Kemarin sore aku berkencan dengan kekasih mudaku Yehezkiel. Topik personal meeting kami adalah St. Antonius dari Padua yang berkotbah dan didengar oleh ikan, burung-burung, dan binatang-binatang lainnya.  Pujangga gereja itu berkomunikasi dengan  alam dengan cara menakjubkan. Cintanya pada Tuhan diekpresikan dengan rasa hormatnya pada semesta karya Tuhan.  Ia juga melanjutkan penyembuhan Tuhan melalui unsur-unsur alam. Kisahnya menyenangkan aku dan kekasihku.

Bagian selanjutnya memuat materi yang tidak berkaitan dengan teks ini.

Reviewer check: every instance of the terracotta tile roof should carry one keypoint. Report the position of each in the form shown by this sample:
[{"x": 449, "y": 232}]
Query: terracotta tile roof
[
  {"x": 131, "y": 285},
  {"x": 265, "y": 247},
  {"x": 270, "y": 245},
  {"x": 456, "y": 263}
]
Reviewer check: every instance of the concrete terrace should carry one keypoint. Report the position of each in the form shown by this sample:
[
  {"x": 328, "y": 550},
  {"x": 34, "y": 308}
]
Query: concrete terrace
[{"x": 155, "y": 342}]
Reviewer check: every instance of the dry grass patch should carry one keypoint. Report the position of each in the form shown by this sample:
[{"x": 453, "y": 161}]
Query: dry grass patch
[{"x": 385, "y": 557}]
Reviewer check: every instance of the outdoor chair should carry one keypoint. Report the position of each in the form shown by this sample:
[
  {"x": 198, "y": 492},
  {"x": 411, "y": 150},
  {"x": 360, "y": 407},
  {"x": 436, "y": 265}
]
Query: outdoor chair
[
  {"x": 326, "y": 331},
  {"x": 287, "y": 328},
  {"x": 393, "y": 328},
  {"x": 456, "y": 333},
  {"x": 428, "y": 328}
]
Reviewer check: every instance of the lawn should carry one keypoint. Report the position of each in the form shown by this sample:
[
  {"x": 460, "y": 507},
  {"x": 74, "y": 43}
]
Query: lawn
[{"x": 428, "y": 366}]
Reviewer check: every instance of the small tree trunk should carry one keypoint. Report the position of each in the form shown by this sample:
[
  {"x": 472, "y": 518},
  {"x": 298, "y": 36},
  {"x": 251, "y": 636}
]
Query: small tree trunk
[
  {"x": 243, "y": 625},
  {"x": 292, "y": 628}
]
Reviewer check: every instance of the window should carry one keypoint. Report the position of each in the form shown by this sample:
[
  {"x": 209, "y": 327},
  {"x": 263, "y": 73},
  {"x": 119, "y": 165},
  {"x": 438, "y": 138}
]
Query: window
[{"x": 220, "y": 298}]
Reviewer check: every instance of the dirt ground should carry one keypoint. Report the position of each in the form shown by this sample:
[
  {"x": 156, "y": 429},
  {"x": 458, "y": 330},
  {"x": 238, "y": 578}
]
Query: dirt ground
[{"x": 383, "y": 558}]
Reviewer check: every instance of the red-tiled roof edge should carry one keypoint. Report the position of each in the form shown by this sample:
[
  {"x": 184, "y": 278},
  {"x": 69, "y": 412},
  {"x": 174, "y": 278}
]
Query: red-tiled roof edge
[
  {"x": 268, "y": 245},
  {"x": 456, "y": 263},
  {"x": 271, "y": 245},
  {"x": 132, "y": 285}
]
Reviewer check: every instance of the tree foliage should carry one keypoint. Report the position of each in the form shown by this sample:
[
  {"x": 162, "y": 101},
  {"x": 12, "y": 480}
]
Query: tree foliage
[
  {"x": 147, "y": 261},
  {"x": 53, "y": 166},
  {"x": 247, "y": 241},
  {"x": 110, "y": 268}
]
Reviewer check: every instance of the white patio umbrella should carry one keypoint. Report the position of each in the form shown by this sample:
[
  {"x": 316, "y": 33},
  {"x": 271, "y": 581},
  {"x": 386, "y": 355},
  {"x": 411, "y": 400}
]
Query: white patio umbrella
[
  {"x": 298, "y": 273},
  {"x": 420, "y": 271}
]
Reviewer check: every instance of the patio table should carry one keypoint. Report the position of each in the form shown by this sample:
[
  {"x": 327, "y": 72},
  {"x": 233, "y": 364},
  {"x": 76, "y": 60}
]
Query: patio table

Mengingat kencan kemarin, hari ini saya memilih menulis sesuatu, tentang alam yang menyembuhkanku. Juga tentang petualangan mencari cara, mencari kekuatan diri.  Saya meminta ijin dan konfirmasi pada diriku sendiri untuk  membuka kisah yang sangat privat ini. Bercerita berarti  tertantang untuk terbuka, jujur, lugas, dan rendah hati. Jika tidak, kisah ini tidak akan berisi.  Baiklah sebisaku aku berjanji berbicara tanpa rasa malu dan terhina, tulus membuka diri dengan jujur. Aku berjanji tidak sungkan  membiarkan rahasia kekurangan manusiawiku dibaca orang. Aku berani  karena niatku adalah menolong orang lain  yang mengalami seperti aku.

Seperti kebanyakan orang di seluruh belahan bumi, setiap segmen hidupku memiliki zona waktunya sendiri. Gembira, sedih, frustrasi, sukacita meluap-luap, kaya dan jatuh miskin , sakit- sehat, jaya-terpuruk. Di satu zona  berkat melimpah ruah, di zona sbelahnya  aku tergambar rapuh dengan mental yang tertekan karena berbagai situasi kondisi. Di sebuah foto, tubuh wajahku penuh pesona intelejensia, ceria, mulia. Pada foto yang lain mataku basah, sayu, tampilanku buruk dan tak simpatik. Kadang-kadang aku sabar tetapi tidak selalu. Aku mudah tersulut dan mengamuk. Sesekali aku mengubah diriku jadi malaikat,  di hari lain aku terseduh-sedu menyesali pikiran, kata-kata dan lakuku yang sudah menghancurkan.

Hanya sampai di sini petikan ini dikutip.